To examine which receptor is involved in C1q-IC binding to pDCs, we first blocked CD32 (FcγRII), which has been shown to be the major receptor on pDCs required for IC stimulation (42). Blockade of CD32 almost completely prevented binding of ICs to pDCs even in the presence of C1q (Fig. 6A). Similarly, CD32 was required for IC binding to monocytes in the absence of C1q, but blockade of CD32 in the presence of C1q-ICs only reduced binding to monocytes by an average of 46% (Fig. 6A), indicating that C1q-ICs were binding to an additional receptor on monocytes. This receptor does not appear to be one of the described C1q receptors on monocytes because the addition of Abs to either CD93, cC1qR, α₂β₁, or gC1qR failed to reduce binding further (data not shown). The presence of a unique C1q-dependent receptor on monocytes that is not present on pDCs may also explain why C1q-ICs preferentially bind monocytes, leading to less IFN-α production by pDCs, as monocytes do not produce IFN-α in response to RNA-containing ICs (data not shown).

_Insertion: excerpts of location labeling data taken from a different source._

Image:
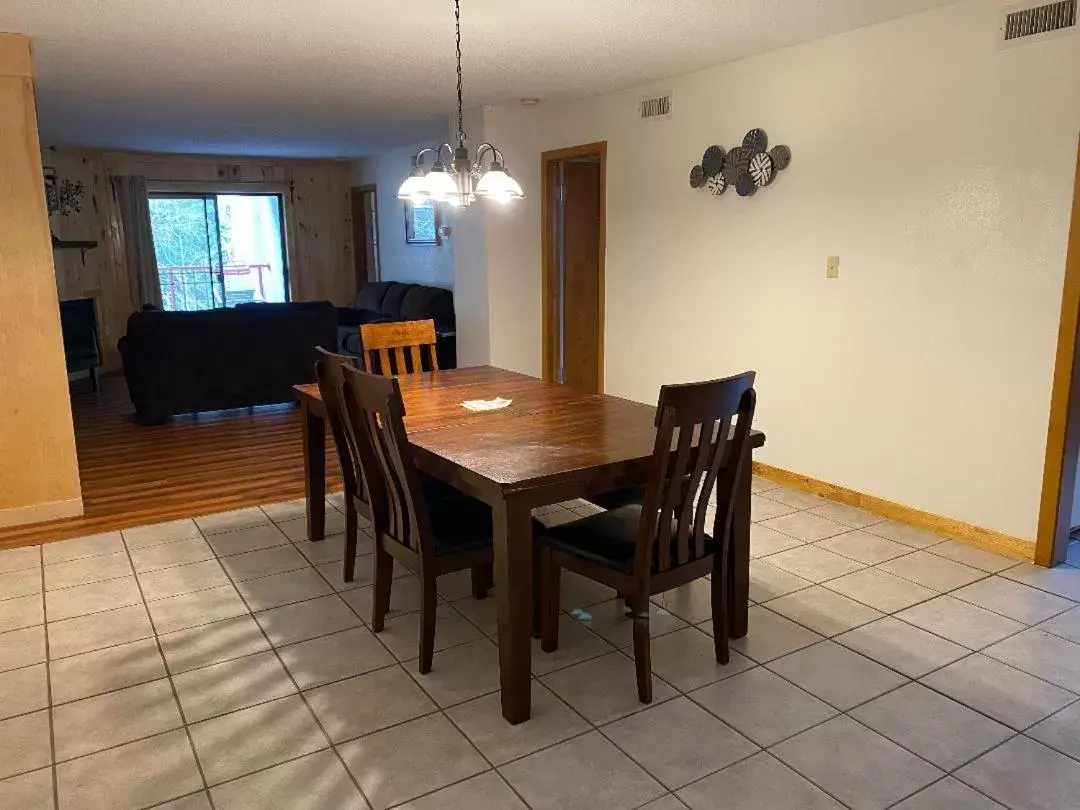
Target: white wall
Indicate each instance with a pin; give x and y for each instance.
(400, 260)
(939, 170)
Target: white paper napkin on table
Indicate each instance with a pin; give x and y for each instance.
(495, 404)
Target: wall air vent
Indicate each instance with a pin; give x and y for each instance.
(1033, 22)
(656, 107)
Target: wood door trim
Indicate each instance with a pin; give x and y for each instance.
(549, 272)
(998, 542)
(1063, 430)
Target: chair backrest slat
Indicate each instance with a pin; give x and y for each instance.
(377, 415)
(331, 376)
(397, 337)
(697, 449)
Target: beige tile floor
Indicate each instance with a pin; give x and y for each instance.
(223, 663)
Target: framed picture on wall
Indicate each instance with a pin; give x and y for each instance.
(421, 224)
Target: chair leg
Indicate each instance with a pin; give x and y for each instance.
(383, 579)
(428, 624)
(549, 602)
(483, 577)
(643, 652)
(720, 609)
(350, 539)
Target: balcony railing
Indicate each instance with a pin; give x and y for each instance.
(198, 287)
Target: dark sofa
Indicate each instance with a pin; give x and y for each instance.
(186, 362)
(382, 301)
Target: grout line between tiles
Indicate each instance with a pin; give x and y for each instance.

C1q-containing ICs can bind to a CD32-independent receptor on monocytes and accumulate in early endosomes. A, Blocking Ab to FcγRII (CD32) or isotype control mouse IgG1 (Iso) was added to PBMCs for 45 min at 37°C before addition of AF647-labeled SLE ICs in the presence or absence of C1q. ICs were left to bind at 37°C for 2 h, and the percentage of IC⁺ pDCs or monocytes within PBMC cultures was quantified by flow cytometry. Results are expressed as mean + SEM of five to seven independent experiments. B, Labeled ICs, as in A, (red) were added to purified monocytes with or without C1q (50 µg/ml) for 1 or 4 h at 37°C. Abs to CD71 or lysosomal-associated membrane protein-1 (green) were added to stain early endosomes and lysosomes, respectively. Image collection and quantification of colocalization with SLE ICs were performed using an ImageStream flow cytometer. Results are expressed as the mean + SEM of three to four independent experiments. The three- to four-digit numbers on the brightfield images correspond to the specific cell image of >10,000 images acquired.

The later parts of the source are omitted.